Spring Chicken Stew

This Tuscan-inspired chicken stew is one of very favourites. It has carvolo nero (tuscan kale) and thyme from the garden, lemon zest, white wine and cannellini beans… I like it because it cooks the kale thoroughly (so you can digest all it’s wonderful dark leafy nutrients more easily) and that I can make it from a whole bird – which happens to be our beautiful pastured raised chicken no less! So I have the whole bird in front of me. With clean hands and butcher scissors I dislocate and cut off the whole legs + thighs and the wings –  I will use those four pieces in the stew. I then cut away the breast meat and freeze it for later. The leftover carcass I pop into a large stock pot with vegetable offcuts (you will add more as you prepare the stew) and most importantly a “bouquet garni” a bundle of aromatic herbs – from my garden; bay leaves, oregano, thyme, rosemary and parsley stalks. I let the stock simmer on a low heat for a few hours.
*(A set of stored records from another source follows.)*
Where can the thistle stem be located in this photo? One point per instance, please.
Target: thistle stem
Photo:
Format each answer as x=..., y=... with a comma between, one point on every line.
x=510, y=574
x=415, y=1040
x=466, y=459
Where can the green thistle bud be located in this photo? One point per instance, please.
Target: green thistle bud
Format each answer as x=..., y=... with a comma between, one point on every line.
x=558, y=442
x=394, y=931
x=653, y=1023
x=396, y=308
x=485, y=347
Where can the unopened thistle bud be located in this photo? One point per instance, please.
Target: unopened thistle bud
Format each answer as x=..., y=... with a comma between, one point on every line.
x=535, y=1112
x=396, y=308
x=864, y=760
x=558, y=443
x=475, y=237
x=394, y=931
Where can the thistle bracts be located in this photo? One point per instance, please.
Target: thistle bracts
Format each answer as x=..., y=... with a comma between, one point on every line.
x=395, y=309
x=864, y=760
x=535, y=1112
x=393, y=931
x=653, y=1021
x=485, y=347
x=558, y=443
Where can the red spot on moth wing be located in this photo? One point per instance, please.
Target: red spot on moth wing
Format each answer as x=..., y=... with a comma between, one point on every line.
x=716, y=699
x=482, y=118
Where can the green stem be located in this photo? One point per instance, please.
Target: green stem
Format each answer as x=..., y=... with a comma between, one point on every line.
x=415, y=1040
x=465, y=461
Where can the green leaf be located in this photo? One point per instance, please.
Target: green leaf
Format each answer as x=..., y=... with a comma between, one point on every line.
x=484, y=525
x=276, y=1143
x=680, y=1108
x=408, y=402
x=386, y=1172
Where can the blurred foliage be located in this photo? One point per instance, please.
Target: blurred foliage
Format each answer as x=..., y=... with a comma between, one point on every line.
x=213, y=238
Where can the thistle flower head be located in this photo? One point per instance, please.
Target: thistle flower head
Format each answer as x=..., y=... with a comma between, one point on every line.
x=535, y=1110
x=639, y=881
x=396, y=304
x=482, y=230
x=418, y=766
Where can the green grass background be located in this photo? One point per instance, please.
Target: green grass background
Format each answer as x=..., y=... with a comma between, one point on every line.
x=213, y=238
Now to prepare this glorious stew, you will need:
x2 chicken legs + thighs (bones in)
x2 chicken wings
1 tablespoon butter
1 brown onion, chopped finely
2 large yellow carrots, sliced in rounds
bunch of tuscan kale, carvolo nero
zest of one lemon, unwaxed
1 cup dry wine wine
2 cups chicken or vegetable broth (may need more if it gets too dry)
3 sprigs of fresh thyme
1 cup of cooked cannellini beans (if using tinned – drain and rinse thoroughly)
seas salt + cracked pepper to taste
(for serving – pure pouring cream)
In a heavy bottomed pot melt butter and gently sauté onions. Once the onions are soft and translucent stir in carrots and cook a further five minutes. Add chicken pieces (four in total) and brown each side with tongs. Pour in wine, stock, chopped kale, lemon zest and thyme. Let simmer on a low heat for 1 – 1.5 hours. Add beans and cook a further 30 minutes on a low heat. Season to taste. Serve on it’s own with fresh bread or with potatoes – I like to add a splash of fresh cream over the top before eating.
And so with one whole chicken I can get numerous meals; the stew lasts us two dinners, the stock can be used throughout the week in other dishes or on it’s own, and the breast meat is in the freezer for another meal or two. And that my friends is why you actually save money when you buy a whole chicken, bones and all – and why you can afford a premium, pastured raised, beyond organic free range chicken!